The EDPE’s accompanying Instructions for Use include a detailed, transparent declaration of its performance characteristics. Specifically, it states:

- Classification accuracy on spatial data: 92.8% (top-1)
- Temporal event sequence F1-score: 0.89
- Robustness margin under environmental variances: ≥ 95%
- Model update frequency and retraining protocol ensuring <2% performance variability across update cycles

This documentation is presented alongside guidance for operational thresholds and caveats relating to deployment contexts, such as data quality assumptions and sensor configurations.

### Measures to Enhance System Resilience and Mitigate Feedback Loops

To ensure resilience against operational faults, the system employs a layered technical redundancy framework. Redundant data acquisition subsystems capture parallel sensor streams, enabling failover capabilities. In the event of sensor or data feed failure, the system automatically switches to alternative trusted data sources without interrupting prioritization outputs. Real-time internal consistency checks compare outputs between the CNN and LSTM subsystems to detect anomalies, flagging inconsistent or implausible prioritization suggestions for operator review.

Organisationally, Urban Safety Analytics mandates periodic retraining cycles with updated, curated datasets that exclude outputs from automated system decisions to prevent self-reinforcing bias (feedback loops). Data pipelines incorporate filters and human-in-the-loop validation steps to eliminate the risk of biased or incorrectly labeled incident data feeding back into model updates. Post-deployment models undergo adversarial simulation testing to detect emerging feedback-based distortions, with established rollback and fine-tuning procedures if degradations are detected.

Fail-safe planning includes a secondary rule-based emergency prioritization module designed to activate automatically in case of major model or infrastructure failure, ensuring continuous baseline functionality.

### Cybersecurity and Protection Against AI-Specific Threats

Cybersecurity measures of the EDPE are engineered to counteract both conventional and AI-specific attack vectors. The system infrastructure employs industry-standard security protocols including end-to-end data encryption (AES-256), secure API gateways with OAuth 2.0 authentication, and network segmentation isolating AI components from external access, minimizing attack surface.
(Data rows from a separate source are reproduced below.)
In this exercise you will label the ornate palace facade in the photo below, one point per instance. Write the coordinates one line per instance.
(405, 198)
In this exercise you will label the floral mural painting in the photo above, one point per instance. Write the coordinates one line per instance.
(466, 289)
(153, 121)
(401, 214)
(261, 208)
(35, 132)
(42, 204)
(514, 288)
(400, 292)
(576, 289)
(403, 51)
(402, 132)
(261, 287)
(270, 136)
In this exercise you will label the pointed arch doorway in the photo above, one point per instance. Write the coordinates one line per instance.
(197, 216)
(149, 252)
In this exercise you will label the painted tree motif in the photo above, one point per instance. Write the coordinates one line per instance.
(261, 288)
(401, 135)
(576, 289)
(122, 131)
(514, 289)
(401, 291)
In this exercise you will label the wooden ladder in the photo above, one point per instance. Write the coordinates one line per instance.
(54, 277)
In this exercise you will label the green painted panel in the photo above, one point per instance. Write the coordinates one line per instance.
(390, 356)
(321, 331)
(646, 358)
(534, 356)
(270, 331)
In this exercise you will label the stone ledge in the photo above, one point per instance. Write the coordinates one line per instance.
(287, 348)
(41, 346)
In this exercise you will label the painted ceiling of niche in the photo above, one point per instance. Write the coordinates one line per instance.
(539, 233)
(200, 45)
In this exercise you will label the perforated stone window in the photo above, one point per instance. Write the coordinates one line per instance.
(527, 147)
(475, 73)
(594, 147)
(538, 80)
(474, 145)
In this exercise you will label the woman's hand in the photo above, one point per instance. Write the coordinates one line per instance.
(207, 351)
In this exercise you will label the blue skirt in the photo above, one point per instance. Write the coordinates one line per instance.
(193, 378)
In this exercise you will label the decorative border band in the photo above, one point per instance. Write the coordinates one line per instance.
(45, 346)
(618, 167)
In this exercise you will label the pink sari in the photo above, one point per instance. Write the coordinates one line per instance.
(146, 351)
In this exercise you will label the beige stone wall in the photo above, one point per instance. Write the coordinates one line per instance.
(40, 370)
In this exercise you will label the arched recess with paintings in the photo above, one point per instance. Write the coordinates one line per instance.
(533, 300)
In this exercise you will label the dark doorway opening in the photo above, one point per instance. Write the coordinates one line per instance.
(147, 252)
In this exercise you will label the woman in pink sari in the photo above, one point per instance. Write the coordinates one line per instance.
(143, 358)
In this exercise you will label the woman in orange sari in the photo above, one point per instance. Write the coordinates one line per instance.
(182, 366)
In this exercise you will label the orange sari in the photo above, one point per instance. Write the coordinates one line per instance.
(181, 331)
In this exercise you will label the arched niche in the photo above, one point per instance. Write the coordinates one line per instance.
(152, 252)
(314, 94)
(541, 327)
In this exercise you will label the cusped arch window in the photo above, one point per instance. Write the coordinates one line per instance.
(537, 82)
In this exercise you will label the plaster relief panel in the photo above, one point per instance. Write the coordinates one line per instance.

Technical defenses against AI-specific vulnerabilities include:

- Data poisoning: Training datasets are cryptographically signed and validated against tampering before ingestion. A robust auditing process monitors dataset provenance with anomaly detection to identify suspicious input patterns indicative of poisoning attempts.
- Model poisoning: Model updates are signed and verified via digital certificates. Any retraining event is logged with immutable audit trails, enabling forensic review.
- Adversarial examples: The system incorporates adversarial training, augmenting training data with perturbed inputs generated via state-of-the-art attack methods (e.g., FGSM, PGD), improving model resilience to evasion tactics. Detection mechanisms flag suspicious input patterns at runtime, enabling dynamic rejection or operator alerting.
- Confidentiality attacks: Hardware-level security modules (Trusted Platform Modules) protect model parameters against extraction or reverse engineering. Access controls enforce the principle of least privilege, limiting internal access to model internals.
- Model flaws: Continuous integration pipelines deploy automated testing incorporating fuzzing and robustness analyses, uncovering latent model vulnerabilities prior to release.

Incident response protocols integrate automated intrusion detection systems (IDS) and continuous security monitoring, with predefined escalation and containment workflows. Security patches and countermeasures are deployed routinely with a maximum patch latency of 72 hours post-vulnerability identification.

Collectively, these technical and organisational controls support an integrated security posture calibrated to the risk profile of high-risk AI systems functioning within critical public safety infrastructures.